Un villino a due piani mansardato color rosa con un grosso squarcio sulla facciata. Così si presentava ieri mattina ai primi soccorritori la villa di Manziana in via Ponton di Sotto esplosa a causa di un termocamino difettoso. Nel villino immerso nel verde viveva una coppia di cinquantenni romani: Francesco P., 53 anni e Silvia C.,46 che hanno perso la vita nell’esplosione. I due sono stati estratti dalle macerie dai vigili del fuoco dopo tre ore di lavoro. L’uomo era proprietario di un albergo nella capitale, aveva due figli mentre la compagna ne aveva una che vive in Spagna.

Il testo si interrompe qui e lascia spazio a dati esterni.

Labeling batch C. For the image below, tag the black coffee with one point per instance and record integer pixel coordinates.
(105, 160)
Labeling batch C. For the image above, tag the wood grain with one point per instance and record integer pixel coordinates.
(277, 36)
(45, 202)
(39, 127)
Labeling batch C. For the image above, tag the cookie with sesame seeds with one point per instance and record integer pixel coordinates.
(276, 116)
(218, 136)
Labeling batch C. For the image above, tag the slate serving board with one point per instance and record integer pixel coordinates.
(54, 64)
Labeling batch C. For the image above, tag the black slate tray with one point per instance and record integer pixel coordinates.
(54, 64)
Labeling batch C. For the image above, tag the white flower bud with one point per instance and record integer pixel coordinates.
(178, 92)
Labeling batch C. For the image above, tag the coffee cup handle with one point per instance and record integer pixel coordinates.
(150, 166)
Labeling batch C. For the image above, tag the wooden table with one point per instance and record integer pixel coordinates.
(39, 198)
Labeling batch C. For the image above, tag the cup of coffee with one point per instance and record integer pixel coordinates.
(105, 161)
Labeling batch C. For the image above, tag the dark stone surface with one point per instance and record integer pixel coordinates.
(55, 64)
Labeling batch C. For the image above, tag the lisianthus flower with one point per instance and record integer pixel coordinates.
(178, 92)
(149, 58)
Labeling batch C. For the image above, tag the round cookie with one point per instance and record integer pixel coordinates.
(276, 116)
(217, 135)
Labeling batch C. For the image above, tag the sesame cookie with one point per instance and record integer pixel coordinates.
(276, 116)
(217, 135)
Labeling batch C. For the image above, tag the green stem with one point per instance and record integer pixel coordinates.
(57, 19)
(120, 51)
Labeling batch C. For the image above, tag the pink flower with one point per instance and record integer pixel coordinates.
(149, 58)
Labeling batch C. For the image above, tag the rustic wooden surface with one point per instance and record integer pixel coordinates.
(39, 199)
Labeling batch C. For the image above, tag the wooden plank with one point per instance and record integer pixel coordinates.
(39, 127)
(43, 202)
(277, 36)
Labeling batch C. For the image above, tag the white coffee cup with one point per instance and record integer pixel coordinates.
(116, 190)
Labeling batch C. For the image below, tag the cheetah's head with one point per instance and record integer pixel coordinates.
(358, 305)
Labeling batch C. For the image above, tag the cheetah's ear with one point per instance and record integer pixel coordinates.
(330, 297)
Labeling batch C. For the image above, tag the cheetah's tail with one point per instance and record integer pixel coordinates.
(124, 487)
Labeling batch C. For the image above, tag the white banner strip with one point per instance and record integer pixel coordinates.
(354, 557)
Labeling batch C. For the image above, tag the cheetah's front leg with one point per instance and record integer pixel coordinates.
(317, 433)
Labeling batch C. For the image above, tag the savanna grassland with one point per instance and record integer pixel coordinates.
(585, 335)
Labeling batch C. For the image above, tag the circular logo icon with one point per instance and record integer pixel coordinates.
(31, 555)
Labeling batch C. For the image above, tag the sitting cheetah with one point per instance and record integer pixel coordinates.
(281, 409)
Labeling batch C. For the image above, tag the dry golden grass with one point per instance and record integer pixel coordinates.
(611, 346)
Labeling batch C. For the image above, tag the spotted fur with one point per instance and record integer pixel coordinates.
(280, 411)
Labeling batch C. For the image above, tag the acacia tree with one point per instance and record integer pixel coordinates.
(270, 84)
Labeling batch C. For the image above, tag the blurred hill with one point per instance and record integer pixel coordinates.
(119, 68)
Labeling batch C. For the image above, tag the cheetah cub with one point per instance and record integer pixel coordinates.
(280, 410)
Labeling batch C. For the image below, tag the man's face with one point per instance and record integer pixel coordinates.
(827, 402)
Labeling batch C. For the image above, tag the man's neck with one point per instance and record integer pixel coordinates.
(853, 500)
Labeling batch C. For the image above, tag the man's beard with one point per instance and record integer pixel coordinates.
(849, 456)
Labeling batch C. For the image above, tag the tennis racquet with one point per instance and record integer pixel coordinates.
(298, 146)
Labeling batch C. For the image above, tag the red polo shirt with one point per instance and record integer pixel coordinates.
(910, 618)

Da quanto hanno ricostruito i carabinieri di Bracciano, guidati dal capitano Emanuele De Ciuceis, l’incidente sarebbe avvenuto lunedì sera intorno alle 23, quando alcuni abitanti della zona hanno sentito uno strano rumore. Usciti dalle proprie abitazioni, i vicini non hanno capito da dove in realtà provenisse il rumore e sono rientrati in casa. A dare l’allarme, ieri intorno alle 10,40, sarebbero stati i figli di Palazzesi che, giunti sul posto, hanno potuto appurare la disgrazia. Immediatamente hanno allertato il 112, spiegando in maniera confusionale quello che era accaduto.
Intanto il magistrato della procura di Civitavecchia, Edmondo De Gregorio, che da ieri mattina sta curando le indagini con i vigili del fuoco e i carabinieri di Manziana e Bracciano, ha dato l’autorizzazione a rimuovere le salme.

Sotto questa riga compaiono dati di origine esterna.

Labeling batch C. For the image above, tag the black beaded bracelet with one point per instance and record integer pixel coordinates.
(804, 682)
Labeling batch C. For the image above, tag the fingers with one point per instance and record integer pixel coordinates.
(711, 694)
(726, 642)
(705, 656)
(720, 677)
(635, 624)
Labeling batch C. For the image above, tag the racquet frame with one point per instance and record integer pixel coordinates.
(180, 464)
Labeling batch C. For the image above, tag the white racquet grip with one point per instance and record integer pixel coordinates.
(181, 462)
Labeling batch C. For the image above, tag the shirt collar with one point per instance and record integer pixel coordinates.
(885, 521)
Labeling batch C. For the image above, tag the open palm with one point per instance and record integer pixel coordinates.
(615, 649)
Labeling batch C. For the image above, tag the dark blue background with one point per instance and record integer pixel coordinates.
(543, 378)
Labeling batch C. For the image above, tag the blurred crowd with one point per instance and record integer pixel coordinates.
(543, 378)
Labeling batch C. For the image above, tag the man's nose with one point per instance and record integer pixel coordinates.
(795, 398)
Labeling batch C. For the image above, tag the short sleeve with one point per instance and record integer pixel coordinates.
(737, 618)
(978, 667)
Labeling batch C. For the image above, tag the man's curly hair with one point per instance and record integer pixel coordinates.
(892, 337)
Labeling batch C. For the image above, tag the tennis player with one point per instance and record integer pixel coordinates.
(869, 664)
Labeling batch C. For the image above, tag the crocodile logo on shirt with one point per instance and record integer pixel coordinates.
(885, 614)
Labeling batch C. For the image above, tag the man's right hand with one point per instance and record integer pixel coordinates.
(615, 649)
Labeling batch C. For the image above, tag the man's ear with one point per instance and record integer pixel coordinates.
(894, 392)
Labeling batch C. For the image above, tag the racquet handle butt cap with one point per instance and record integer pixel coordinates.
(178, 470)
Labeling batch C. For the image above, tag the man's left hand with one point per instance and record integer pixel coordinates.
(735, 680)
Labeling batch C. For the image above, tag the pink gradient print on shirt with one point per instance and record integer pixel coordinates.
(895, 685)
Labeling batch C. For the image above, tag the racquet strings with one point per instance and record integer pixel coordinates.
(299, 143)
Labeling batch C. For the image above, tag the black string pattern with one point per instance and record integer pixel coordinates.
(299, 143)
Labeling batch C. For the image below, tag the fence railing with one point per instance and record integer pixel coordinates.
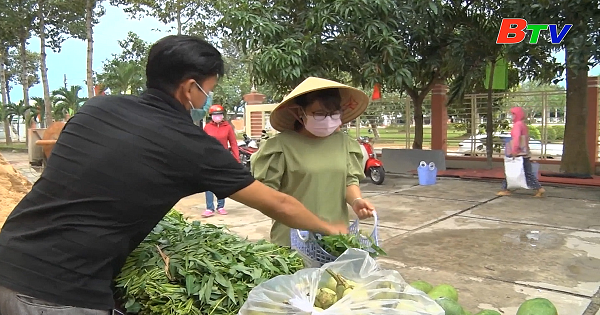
(391, 123)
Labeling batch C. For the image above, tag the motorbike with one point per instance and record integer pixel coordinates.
(372, 166)
(249, 146)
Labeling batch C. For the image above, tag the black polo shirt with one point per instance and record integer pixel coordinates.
(120, 164)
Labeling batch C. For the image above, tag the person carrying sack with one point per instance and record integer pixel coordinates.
(519, 147)
(221, 130)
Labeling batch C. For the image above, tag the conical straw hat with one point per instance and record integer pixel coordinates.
(354, 102)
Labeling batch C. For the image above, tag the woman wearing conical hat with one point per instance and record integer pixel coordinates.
(311, 159)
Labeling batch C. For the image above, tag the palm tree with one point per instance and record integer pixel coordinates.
(6, 116)
(127, 76)
(68, 100)
(19, 110)
(40, 109)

Al momento sono ancora in corso alcuni rilievi da parte del nucleo investigativo antincendi dei vigili del fuoco per risalire alle cause dell’esplosione che ha completamente divelto la porta d’ingresso del villino, due piani con mansarda. Al momento l’edificio è recintato e puntellato con alcuni sostegni in quanto pericolante.